This is the finding of a new report by Capita and Cisco, which revealed that while there is widespread awareness of the importance of these solutions, there is a strong disconnect between this and the actual implementation of solutions.

For example, nine out of ten respondents (90 per cent) agreed that big data analytics is relevant to their business. However, just 39 per cent stated they were currently utilising this technology.

One reason for this is that nearly two-thirds of businesses (64 per cent) did not have the skills to recognise how they could use big data within their company.

A similar pattern was seen for IoT. Although 70 per cent of IT decision-makers stated their business could benefit from this technology, 71 per cent said they did not have the skills within their organisation to identify any opportunities for growth afforded by it.

What's more, 80 per cent of respondents said they did not have the skills to capitalise on the data they received from IoT. As a result, just 30 per cent said this technology was being implemented in their business.

One of the biggest disconnects was related to the deployment of AI technologies. Only eight per cent stated this is being adopted in their own company, even though half of businesses agreed this would be relevant to them. This may be because 80 per cent of respondents don't have the skills to implement or keep up to date with trends and developments in AI.

Adam Jarvis, managing director at Capita Technology Solutions, said: "It's clear that there are several important, technology-led trends which have the capacity to transform the way business is done.

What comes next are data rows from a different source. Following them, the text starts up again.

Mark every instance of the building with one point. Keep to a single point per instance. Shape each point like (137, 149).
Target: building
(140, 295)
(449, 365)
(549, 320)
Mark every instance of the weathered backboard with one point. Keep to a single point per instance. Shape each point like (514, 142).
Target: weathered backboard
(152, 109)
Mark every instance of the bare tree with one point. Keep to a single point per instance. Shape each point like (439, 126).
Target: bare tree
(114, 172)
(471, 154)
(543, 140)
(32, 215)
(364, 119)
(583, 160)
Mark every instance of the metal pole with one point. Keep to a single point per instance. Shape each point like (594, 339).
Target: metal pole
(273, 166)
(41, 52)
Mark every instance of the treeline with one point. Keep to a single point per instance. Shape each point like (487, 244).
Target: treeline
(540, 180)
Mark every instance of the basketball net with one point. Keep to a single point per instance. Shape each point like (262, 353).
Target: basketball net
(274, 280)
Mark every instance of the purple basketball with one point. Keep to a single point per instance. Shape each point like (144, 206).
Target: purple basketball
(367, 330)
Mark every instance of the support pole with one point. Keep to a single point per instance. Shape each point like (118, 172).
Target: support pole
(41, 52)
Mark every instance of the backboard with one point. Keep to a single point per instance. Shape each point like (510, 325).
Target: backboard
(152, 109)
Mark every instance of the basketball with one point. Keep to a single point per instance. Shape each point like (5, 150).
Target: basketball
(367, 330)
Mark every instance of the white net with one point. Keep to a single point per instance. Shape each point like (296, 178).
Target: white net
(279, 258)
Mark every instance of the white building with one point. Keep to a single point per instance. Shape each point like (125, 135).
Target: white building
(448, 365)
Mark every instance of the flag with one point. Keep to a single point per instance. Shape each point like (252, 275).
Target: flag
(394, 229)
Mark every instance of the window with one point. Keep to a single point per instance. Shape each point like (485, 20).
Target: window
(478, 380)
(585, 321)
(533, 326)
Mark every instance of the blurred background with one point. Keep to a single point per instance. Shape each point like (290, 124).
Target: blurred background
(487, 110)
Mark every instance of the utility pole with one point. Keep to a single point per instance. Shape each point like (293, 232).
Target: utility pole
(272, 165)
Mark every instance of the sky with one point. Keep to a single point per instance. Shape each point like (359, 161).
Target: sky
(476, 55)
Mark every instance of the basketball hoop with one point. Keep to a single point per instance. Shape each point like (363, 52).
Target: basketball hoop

"Whilst it is encouraging that levels of awareness around the strategic benefits of those trends are high, these results suggest more needs to be done to support businesses and help them close what is a substantial skills gap."

When it comes to big data, the difficulties of getting this technology to operate alongside legacy infrastructure was named as the biggest barrier to adoption. Other issues named by IT decision-makers included cost and data governance questions.

Meanwhile, the risk of security breaches was named as the biggest hurdle to IoT adoption, followed by data governance and overcoming problems created by adapting legacy IT systems.

"Without the necessary skills and infrastructure needed to implement trends such as IoT and big data, businesses across the board will suffer long-term competitive disadvantage; it is up to us as an industry to find the best and right ways to deliver that support," Mr Jarvis continued.